Как мы видели, при неблагоприятных обстоятельствах наличие силы в вертикальном измерении может не принести особой выгоды, но сама по себе потенциальная сила в горизонтальном измерении может оказаться и вовсе невыгодной. Хотя, даже если бы Египет вообще бы ничего не делал, возрастающее дипломатическое давление, возможно, заставило бы израильтян отказаться от завоеванной территории без заключения мирного договора, которое они требовали взамен. А в долгосрочной перспективе возрастающая американская, европейская и японская зависимость от арабской нефти привела бы к еще большему дипломатическому давлению на Израиль. Однако и то и другое представляло собою процессы долгие и неопределенные: если бы Соединенные Штаты вернулись к активной позиции, оправившись от вьетнамской травмы, а Советский Союз был бы отвлечен от конфликта собственными трудностями, то арабские производители нефти не стали бы бравировать последствиями наложения эмбарго в пользу Египта. Да и их контроль над нефтяным рынком не мог бы длиться вечно.

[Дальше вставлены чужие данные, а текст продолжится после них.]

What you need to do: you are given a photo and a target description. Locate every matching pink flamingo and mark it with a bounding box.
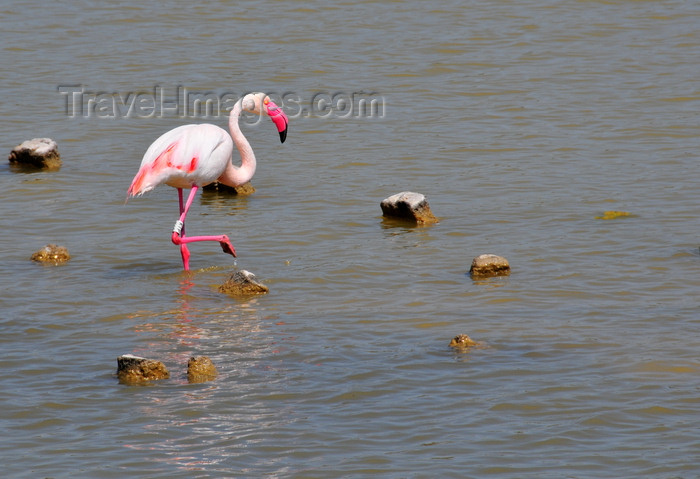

Только военная акция могла активизировать потенциальную силу Египта в горизонтальном измерении. И это была мощь не промышленная, как в случае союзников во Второй мировой войне, но скорее дипломатическая — способность использовать силу других: и вес Советского Союза в мировых делах, и арабское «нефтяное оружие». Как мы видели, египтяне на самом деле не могли выиграть эту войну и знали об этом. Но они и не нуждались в полной победе, чтобы активизировать дипломатическое давление на Израиль. Если бы египтяне могли дойти до самого Тель-Авива, они бы не нуждались так сильно в дипломатической поддержке. Но с другой стороны, они не могли надеяться на интерес Советского Союза и Соединенных Штатов, не совершив какой-либо действительно крупной военной акции, ибо простых рейдов коммандос и артиллерийских обстрелов было недостаточно. Привлечь к себе такой интерес реально было только пересечением Суэцкого канала, причем не операцией на одну ночь, поскольку за ней последовала бы контратака израильтян, которая могла бы снова поставить египтян в униженное положение. Садату нужна была настоящая победа в сражении, даже если бы она не развилась в окончательную победу в кампании на уровне театра военных действий.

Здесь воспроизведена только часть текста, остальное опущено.